We're determined to build a better product that's more intuitive and enjoyable to use, but we also wanted to massively undercut that price point. We were able to achieve that by rethinking the basics of how we build and sell software.
#1 for us: simplicity is a feature. We think doing less than the other guys is actually more valuable to most factories, because our software is fast and easy to use. And because we're aiming to be simple to use, we can build simple.
We also avoid hiring salespeople. We'd rather spread through word of mouth and simple advertising if it means we can pass those savings on to customers.
And, for the technically inclined, the way we build software is inherently more efficient and less expensive:
In software and development, there's often a 'last mover' advantage because it allows you to reuse the latest and greatest open source tools. We've built Tumult on Angular, the modern framework Google designed for their applications. It allows us to move faster, lets us avoid reinventing the wheel, and feels familiar to our customers.

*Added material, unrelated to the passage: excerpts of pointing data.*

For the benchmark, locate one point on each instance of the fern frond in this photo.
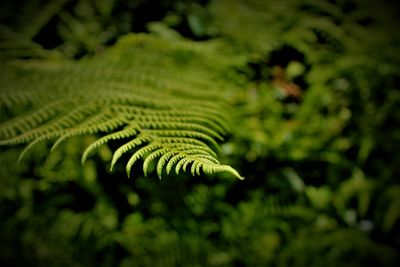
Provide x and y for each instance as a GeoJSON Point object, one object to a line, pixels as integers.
{"type": "Point", "coordinates": [165, 104]}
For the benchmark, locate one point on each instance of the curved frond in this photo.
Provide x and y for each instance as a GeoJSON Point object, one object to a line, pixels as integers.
{"type": "Point", "coordinates": [162, 108]}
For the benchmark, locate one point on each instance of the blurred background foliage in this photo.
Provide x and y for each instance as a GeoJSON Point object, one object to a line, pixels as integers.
{"type": "Point", "coordinates": [316, 136]}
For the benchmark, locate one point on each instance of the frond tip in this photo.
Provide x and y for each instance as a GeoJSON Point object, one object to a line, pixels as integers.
{"type": "Point", "coordinates": [160, 110]}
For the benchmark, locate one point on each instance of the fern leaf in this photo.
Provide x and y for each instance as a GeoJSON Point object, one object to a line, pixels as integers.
{"type": "Point", "coordinates": [162, 107]}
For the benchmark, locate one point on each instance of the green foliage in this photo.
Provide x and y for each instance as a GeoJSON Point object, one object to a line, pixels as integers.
{"type": "Point", "coordinates": [135, 93]}
{"type": "Point", "coordinates": [305, 94]}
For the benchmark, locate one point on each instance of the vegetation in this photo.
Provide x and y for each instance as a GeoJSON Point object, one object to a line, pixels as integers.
{"type": "Point", "coordinates": [300, 98]}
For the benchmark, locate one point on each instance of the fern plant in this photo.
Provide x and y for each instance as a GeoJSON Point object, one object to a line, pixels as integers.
{"type": "Point", "coordinates": [165, 100]}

On the really wonky side, we also took advantage of serverless technologies. That's a deep, dark technical hole, but the short of is: we only pay for the exact amount the cloud computing we use, and that capacity scales up and down automatically. That beats the old days where you paid for entire servers to sit idle waiting for users to show up, and had to hire people to provision more servers whenever you got busy.
The bottom line is: we've stripped away all the complexity in our product and business so that we can focus on the most important features at the most reasonable price.